HIPAA is designed to allow organizations with a way to adopt new technologies while also protecting the privacy of individuals’ health information. If a breach of PHI does occur, the HIPAA Breach Notification Rule must be followed. If not, HIPAA penalties can cost a company up to $50,000 for each “willful neglect” violation.
Like with GDPR compliance, if you’re working with a third-party Business Associate (ie., IT contractor, billing company, accountant) or Covered Entity that transmits health information on your behalf, they must also have the technical, physical, and administrative safeguards in place to adhere to the HIPAA Privacy Rule.
NIST Compliance Guide
What is NIST Compliance?
NIST (National Institute of Standards and Technology) is a set of rules and recommendations for standardizing the way that information is processed at federal agencies. Most notably is their widely adopted NIST Cybersecurity Framework. While protecting innovation, NIST’s mission is also to make sure that any companies that provide products or services to the federal government meet the security standards set by NIST.
What companies are required to be NIST compliant? Any companies that work in the “federal supply chain, including prime contractors, subcontractors, and subcontractors working for another subcontractor.” For all of these, NIST compliance is mandatory. That means that if you are seeking federal contracts, you must provide the proper documentation to be eligible, including NIST 800-171 compliance. NIST 800-171 covers the protection of “Controlled Unclassified Information” (CUI) defined as information created by the government, or an entity on behalf of the government, that is unclassified, but needs safeguarding.
Going through the process of NIST compliance at your small or medium-sized business has many benefits even if you aren’t working directly with federal agencies. They are industry standards across IT departments, making sure that your company is compliant and minimizing security risks. Also, you’ll be well-positioned to handle incoming cyber attacks or cyber threats.
CMMC Compliance Guide
What is CMMC Compliance?
CMMC stands for “Cybersecurity Maturity Model Certification.” It is a cybersecurity standard that companies are required to adopt in order to operate in the governmental supply chains. Unlike NIST, the CMMC model has five levels that build upon the last. They are cumulative, compounding, and provide additional procedures for cybersecurity protocols. NIST and CMMC do share many similarities, though.
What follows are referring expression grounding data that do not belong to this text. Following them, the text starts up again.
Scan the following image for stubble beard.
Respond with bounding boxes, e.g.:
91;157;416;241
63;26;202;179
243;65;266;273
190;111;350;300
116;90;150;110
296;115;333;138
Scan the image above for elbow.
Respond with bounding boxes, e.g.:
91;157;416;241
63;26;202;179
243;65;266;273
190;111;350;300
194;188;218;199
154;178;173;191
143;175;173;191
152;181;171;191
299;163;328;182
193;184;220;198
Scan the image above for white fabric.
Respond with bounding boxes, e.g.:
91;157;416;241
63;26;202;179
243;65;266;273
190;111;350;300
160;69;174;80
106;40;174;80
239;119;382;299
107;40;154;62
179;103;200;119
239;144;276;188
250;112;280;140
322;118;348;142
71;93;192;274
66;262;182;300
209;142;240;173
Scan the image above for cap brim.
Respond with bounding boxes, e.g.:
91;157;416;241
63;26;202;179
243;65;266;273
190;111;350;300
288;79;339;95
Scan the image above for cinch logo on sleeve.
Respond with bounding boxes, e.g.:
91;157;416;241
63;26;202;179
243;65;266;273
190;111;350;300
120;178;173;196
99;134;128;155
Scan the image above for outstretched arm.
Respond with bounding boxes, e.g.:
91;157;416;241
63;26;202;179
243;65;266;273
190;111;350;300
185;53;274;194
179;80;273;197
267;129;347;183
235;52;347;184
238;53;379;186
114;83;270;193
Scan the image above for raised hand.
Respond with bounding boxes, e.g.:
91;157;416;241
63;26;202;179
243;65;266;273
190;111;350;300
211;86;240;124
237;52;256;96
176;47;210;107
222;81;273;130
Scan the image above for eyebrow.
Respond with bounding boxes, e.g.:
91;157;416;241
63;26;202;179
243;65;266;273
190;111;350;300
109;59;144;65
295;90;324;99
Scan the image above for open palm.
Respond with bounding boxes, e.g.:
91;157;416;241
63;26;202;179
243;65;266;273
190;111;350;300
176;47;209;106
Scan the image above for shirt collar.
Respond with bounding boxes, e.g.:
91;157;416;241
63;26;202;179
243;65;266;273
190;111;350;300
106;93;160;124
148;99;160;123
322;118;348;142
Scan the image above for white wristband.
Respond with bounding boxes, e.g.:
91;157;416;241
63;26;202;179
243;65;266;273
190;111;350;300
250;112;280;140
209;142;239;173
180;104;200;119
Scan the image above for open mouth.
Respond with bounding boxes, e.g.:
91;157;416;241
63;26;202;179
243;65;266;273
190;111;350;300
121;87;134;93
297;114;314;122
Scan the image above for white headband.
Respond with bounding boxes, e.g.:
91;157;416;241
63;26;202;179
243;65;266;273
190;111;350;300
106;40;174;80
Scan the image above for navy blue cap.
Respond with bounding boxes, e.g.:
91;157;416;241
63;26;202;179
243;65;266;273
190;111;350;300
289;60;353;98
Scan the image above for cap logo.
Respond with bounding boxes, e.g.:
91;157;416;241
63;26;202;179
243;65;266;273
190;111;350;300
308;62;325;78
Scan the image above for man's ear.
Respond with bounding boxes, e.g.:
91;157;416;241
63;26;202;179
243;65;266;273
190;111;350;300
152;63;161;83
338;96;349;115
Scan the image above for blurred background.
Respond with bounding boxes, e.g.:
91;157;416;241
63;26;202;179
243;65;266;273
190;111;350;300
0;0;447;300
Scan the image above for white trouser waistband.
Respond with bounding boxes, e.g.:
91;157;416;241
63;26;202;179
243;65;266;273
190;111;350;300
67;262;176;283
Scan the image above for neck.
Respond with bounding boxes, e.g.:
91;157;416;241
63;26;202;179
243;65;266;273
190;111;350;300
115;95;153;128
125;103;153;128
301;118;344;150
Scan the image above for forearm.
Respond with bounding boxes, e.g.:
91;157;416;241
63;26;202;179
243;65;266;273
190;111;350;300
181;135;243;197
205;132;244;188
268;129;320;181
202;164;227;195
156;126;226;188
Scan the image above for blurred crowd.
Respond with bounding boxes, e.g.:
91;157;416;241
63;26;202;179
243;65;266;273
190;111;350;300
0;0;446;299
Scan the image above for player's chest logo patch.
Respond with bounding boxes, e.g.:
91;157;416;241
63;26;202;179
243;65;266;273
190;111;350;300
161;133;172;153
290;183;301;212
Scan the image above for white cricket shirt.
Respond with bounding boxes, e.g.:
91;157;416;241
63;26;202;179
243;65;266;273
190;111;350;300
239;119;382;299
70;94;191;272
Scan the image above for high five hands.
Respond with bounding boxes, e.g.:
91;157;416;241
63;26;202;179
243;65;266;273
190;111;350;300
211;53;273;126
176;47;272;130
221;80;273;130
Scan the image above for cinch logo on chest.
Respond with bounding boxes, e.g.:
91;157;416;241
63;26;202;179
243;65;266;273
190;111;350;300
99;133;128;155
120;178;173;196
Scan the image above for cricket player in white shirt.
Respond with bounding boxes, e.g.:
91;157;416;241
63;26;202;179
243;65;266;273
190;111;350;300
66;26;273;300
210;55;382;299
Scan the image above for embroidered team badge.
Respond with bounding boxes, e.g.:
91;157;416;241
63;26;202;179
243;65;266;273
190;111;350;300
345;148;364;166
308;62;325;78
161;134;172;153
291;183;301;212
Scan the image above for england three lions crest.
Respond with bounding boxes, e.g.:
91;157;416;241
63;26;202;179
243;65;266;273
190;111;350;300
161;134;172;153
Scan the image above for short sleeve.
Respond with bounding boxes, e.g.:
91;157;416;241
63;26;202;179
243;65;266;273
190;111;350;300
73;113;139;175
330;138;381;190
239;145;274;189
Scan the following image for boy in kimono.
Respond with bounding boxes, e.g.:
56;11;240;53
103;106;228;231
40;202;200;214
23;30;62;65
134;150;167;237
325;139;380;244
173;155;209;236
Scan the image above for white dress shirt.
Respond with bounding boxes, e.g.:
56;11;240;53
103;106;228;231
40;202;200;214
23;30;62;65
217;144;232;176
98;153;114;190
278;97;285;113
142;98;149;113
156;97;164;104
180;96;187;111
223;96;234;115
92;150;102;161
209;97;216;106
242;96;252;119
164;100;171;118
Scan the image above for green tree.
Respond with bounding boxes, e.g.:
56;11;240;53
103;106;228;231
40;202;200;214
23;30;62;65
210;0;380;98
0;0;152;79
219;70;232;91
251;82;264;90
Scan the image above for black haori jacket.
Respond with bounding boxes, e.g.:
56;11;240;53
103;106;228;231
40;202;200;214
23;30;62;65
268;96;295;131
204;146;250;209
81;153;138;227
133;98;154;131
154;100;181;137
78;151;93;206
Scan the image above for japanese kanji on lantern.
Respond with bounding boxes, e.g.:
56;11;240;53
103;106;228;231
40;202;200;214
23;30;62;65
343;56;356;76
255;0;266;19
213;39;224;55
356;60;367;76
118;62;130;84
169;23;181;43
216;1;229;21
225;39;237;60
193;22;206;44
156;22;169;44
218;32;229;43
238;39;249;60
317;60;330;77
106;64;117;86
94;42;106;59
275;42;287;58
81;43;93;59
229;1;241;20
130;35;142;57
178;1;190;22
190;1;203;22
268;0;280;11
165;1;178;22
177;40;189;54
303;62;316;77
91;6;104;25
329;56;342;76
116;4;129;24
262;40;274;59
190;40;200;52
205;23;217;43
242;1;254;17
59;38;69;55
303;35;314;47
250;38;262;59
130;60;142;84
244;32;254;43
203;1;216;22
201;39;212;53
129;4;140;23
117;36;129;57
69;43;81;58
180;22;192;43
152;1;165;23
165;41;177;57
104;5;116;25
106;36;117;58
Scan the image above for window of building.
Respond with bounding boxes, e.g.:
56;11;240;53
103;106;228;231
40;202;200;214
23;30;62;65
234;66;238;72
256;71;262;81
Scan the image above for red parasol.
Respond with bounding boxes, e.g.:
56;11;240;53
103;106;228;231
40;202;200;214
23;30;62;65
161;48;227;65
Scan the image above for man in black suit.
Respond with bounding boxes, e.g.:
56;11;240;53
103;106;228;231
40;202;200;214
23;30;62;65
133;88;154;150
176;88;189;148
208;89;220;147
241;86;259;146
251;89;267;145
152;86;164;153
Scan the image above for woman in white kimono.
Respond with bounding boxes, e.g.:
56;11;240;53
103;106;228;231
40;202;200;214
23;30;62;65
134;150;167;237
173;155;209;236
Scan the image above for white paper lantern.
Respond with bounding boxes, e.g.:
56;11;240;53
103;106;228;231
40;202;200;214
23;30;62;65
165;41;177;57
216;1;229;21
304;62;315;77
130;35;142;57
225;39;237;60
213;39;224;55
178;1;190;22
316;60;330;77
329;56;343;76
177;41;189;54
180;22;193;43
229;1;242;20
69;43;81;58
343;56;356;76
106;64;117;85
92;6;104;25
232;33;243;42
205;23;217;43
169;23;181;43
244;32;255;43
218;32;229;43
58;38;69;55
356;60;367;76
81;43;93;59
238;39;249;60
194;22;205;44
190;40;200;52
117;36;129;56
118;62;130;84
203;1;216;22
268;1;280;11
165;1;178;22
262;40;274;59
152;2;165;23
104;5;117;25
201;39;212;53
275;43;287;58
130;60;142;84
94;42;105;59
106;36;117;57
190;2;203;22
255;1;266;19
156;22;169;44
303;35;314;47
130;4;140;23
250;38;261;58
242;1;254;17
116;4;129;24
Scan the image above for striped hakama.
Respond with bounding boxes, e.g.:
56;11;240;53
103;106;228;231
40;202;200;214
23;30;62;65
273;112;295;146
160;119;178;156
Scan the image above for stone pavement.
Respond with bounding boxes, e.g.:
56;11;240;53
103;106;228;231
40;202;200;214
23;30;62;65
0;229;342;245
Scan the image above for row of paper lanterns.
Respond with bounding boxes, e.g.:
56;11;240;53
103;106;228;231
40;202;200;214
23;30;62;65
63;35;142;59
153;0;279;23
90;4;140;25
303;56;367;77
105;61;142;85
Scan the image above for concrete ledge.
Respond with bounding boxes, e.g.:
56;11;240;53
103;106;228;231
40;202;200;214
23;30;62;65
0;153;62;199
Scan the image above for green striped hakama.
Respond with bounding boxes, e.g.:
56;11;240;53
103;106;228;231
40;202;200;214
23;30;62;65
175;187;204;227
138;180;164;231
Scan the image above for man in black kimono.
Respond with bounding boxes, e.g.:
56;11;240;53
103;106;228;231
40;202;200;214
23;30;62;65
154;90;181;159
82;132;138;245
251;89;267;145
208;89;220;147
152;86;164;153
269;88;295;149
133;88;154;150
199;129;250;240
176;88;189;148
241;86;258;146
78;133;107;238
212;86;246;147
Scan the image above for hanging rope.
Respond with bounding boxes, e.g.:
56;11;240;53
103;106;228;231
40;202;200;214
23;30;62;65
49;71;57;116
If your company is currently working with, or planning to work with, the Department of Defense (DoD), CMMC compliance should be at the top of your list. If not, at least hire a trusted third-party contractor to manage and maintain your status. The DoD now requires all defense contractors and vendors to be CMMC compliant before working with them. Without a valid CMMC certification, you’ll be barred from bidding on, winning, or participating in a contract.
Complying with the CMMC framework is a green light signal to the Department that you are taking the necessary precautions in protecting sensitive Federal Contract Information (FCI) and Controlled Unclassified Information (CUI) within your unclassified networks.
For many DoD contractors, or companies seeking CMMC compliance, outsourcing this cybersecurity work to a CMMC consultant is going to be a money-saving endeavor. Why? Because many companies lack the in-house IT resources and expertise to meet the necessary requirements to achieve this level of cybersecurity.